BRIN Indexes – Correlation

PostgreSQL 9.5 released in january 2016 brings a new kind of index: BRIN indexes for Bloc Range INdex. They are recommanded when tables are very big and correlated with their physical location. I decided to devote a series of articles on these indexes:

I this third article, I will explain why physical correlation is important for BRIN indexes.

Correlation

These first examples were deliberately simple or even simplistic to facilitate understanding. Records had an important feature: the values were increasing.

Which means that there is a strong correlation between records and their location.

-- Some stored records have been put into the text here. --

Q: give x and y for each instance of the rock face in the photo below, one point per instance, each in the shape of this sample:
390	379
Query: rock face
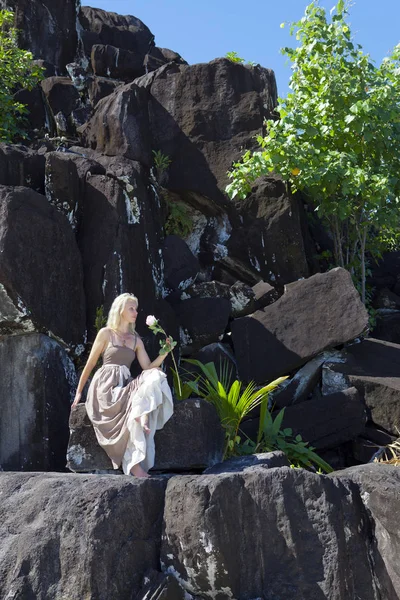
313	315
59	528
47	28
36	386
271	232
41	282
201	150
380	491
108	28
292	545
336	418
192	439
373	367
20	166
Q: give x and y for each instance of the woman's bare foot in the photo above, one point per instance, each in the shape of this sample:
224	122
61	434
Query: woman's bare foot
137	471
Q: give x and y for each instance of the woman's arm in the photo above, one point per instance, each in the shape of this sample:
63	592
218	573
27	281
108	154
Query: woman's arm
144	359
99	345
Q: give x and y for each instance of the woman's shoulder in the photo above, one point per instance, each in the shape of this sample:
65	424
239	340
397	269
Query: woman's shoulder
104	333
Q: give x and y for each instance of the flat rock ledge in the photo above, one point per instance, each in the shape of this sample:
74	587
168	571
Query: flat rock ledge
253	531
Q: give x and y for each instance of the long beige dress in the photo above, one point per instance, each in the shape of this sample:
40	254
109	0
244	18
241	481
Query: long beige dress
115	400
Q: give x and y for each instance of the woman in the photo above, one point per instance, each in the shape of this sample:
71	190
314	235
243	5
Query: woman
125	412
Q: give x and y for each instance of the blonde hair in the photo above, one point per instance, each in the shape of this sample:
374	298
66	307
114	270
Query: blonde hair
114	316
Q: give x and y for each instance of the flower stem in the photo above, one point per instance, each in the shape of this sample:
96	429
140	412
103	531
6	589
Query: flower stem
175	365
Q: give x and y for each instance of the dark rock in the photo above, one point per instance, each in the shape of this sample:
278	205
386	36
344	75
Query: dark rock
240	295
241	464
193	439
108	28
66	182
201	149
373	367
120	125
180	266
271	234
229	270
313	315
203	320
329	421
217	353
35	292
62	96
157	57
116	63
99	88
242	298
20	166
312	549
47	29
49	68
208	289
387	299
58	529
161	586
301	385
387	327
123	211
380	490
36	388
264	294
385	273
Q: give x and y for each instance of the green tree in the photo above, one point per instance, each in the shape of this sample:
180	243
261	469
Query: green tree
17	71
337	136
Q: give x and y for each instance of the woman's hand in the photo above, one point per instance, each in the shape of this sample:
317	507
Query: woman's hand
77	398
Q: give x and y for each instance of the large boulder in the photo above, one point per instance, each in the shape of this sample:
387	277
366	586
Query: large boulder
329	421
157	57
373	367
108	28
288	534
41	283
380	491
47	28
66	174
203	321
116	62
120	125
193	439
271	232
76	536
36	389
321	312
201	149
122	210
181	266
22	166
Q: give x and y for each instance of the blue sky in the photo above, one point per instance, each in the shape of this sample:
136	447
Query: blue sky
206	29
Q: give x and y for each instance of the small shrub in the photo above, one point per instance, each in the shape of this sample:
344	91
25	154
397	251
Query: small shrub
17	71
233	57
161	163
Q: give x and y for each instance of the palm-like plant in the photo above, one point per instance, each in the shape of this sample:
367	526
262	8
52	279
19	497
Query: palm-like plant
231	402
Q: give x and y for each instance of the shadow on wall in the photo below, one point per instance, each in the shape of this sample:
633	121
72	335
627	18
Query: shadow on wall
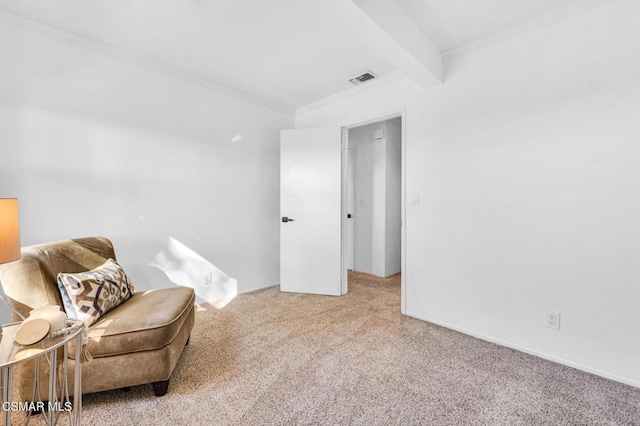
185	267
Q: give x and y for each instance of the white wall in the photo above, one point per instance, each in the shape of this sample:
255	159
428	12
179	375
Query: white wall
377	197
93	145
526	161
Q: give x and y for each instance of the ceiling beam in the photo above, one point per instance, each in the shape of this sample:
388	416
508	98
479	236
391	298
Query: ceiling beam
402	43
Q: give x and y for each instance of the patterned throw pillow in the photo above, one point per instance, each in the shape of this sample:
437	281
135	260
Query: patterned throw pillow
89	295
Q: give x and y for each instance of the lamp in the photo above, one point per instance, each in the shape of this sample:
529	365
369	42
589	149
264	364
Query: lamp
9	236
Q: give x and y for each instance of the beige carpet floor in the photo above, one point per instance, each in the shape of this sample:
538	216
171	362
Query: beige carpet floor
279	358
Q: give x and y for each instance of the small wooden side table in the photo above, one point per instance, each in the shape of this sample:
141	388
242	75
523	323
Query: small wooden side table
46	350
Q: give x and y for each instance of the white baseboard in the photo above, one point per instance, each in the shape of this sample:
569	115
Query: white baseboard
530	351
258	288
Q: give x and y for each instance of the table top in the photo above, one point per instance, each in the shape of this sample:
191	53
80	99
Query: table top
13	353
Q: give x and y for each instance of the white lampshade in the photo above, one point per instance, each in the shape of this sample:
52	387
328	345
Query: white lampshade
9	230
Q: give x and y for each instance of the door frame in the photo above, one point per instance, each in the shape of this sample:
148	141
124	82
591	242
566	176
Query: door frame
402	113
351	199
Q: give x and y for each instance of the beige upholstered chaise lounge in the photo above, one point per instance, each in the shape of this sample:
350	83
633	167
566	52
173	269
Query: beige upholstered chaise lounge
138	342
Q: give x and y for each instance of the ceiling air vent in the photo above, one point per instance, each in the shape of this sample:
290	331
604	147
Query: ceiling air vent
368	75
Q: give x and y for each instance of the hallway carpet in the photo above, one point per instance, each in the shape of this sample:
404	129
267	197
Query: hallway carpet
281	358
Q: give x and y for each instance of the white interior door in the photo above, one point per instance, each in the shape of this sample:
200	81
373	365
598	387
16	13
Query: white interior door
310	209
351	208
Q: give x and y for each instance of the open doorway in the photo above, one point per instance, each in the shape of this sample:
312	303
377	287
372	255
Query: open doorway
374	199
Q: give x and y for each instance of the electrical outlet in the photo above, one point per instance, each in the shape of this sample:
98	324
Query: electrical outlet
552	320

For information, postgres stores statistics on the tables in order to choose the best execution plan. Let’s run an ANALYSE on our table brin_demo and look at the pg_stats view, especially the column “correlation”:

SELECT tablename,attname,correlation from pg_stats where tablename='brin_demo';
 tablename | attname | correlation
-----------+---------+-------------
 brin_demo | c1 | 1

Let’s try with random data:

CREATE TABLE brin_random (c1 INT);
INSERT INTO brin_random SELECT trunc(random() * 90 + 1) AS i FROM generate_series(1,100000);
CREATE INDEX brin_random_brin_idx_16 ON brin_random USING brin (c1) WITH (pages_per_range = 16);
ANALYZE brin_random;
SELECT tablename,attname,correlation from pg_stats where tablename='brin_random';
 tablename | attname | correlation
-------------+---------+-------------
 brin_random | c1 | 0.0063248

=> pg_stats view tells us that the data are not correlated with their location.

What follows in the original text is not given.